This question is a simplification of my previous question. I think this is easy, but I don't have a strong enough background in probability.
Let $A$ be a random $n\times n$ real matrix that satisfies the following rules:
- All entries $A_{ij}$ are standard Gaussians, with mean $0$ and variance $1$. Furthermore, they are jointly normally distributed.
- The matrix is symmetric, that is $A_{ij} = A_{ji}$.
- Any two entries on the diagonal, $A_{ii}$ and $A_{jj}$ (where $i \ne j$), are correlated, and their covariance is positive and constant (that is, the same for any pair $i, j$).
- Any two entries in the matrix that weren't covered by the previous two rules are uncorrelated.
Since they are jointly normal, the above rules describe the distribution of $A$ completely (am I correct?).
My question concerns the distribution of the determinant, $\det A$: I need to prove it has a bounded density near $0$. That is, for all small enough $\epsilon>0$, $$\mathbb{P}\left\{|\det A| \le \epsilon\right\} \le M\epsilon$$ for some constant $M$.
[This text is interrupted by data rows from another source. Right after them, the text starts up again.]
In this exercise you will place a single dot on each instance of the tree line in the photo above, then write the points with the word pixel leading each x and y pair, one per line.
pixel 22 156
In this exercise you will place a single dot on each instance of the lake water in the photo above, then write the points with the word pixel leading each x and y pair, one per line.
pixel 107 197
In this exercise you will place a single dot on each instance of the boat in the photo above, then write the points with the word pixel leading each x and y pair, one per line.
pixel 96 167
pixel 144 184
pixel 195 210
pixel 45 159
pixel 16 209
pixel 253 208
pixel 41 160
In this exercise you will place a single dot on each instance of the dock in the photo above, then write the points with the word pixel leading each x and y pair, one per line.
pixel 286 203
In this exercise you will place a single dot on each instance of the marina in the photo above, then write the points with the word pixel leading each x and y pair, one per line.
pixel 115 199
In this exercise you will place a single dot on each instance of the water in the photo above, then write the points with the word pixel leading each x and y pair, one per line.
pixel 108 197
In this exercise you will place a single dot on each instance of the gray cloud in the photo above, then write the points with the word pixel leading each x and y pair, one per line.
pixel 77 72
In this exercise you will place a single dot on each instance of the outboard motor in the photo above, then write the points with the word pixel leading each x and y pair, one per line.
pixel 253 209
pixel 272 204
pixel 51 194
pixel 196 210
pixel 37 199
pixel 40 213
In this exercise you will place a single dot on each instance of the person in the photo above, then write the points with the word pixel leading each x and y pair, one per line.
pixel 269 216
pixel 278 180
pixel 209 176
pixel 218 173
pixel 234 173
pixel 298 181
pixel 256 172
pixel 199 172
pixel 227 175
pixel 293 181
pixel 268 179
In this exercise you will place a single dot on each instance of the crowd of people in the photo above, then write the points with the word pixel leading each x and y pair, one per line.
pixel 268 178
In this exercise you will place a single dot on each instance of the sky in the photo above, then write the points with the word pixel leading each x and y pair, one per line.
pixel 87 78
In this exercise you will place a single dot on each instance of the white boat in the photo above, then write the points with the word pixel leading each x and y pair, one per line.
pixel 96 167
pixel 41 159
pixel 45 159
(For example, if $n=2$ and $A = \left(\begin{smallmatrix}X&X\\X&X\end{smallmatrix}\right)$ where $X$ is a standard Gaussian then this would be false. But this example violates the 4th rule.)
Any help will be appreciated!
Ok, spectral techniques work, even if they produce a huge constant $M$. Consider the matrix $B$ in which $b_{ii}=1, b_{ij}=\operatorname{sign}(a_{ii})\cdot\frac{a_{ij}}{a_{ii}}$. The off-diagonal entries are Cauchy distributed, hence, by the Gershgorin theorem: $$\mathbb{P}\left[|\det B|\geq \left(1-\frac{n-1}{\lambda n}\right)^n\right]\geq \left(\frac{1}{\pi\lambda n}\right)^{(n^2-n)}$$ since the $RHS$ is a lower bound for the probability that all the off-diagonal entries have an absolute value below $\frac{1}{\lambda n}$. By choosing $\lambda$ roughly the size of $n$, we have that: $$ \mathbb{P}\left[|\det B|\geq \frac{1}{e}\right]\geq\left(\frac{C}{n^2}\right)^{n^2}.$$ Now we just have to deal with the distribution of $D=\prod_{i=1}^{n}a_{ii}$. It happens that the product of two indipendent normal distribution has a density function that bursts in zero like $-\log|u|$, while the density of $|X|^m$, with $X\sim N(0,1)$, bursts in zero like $|u|^{1/m-1}$. Despite ugliness, this two facts gives, by interpolation, that the density of $D$ belongs to $L^1$, so the trivial inequality: $$\mathbb{P}[|\det A|\geq \varepsilon]\geq \mathbb{P}[|D|\geq e\varepsilon]\cdot\mathbb{P}[|\det B|\geq 1/e]$$ proves your claim with a gargantuan constant $M$, depending only on $n$.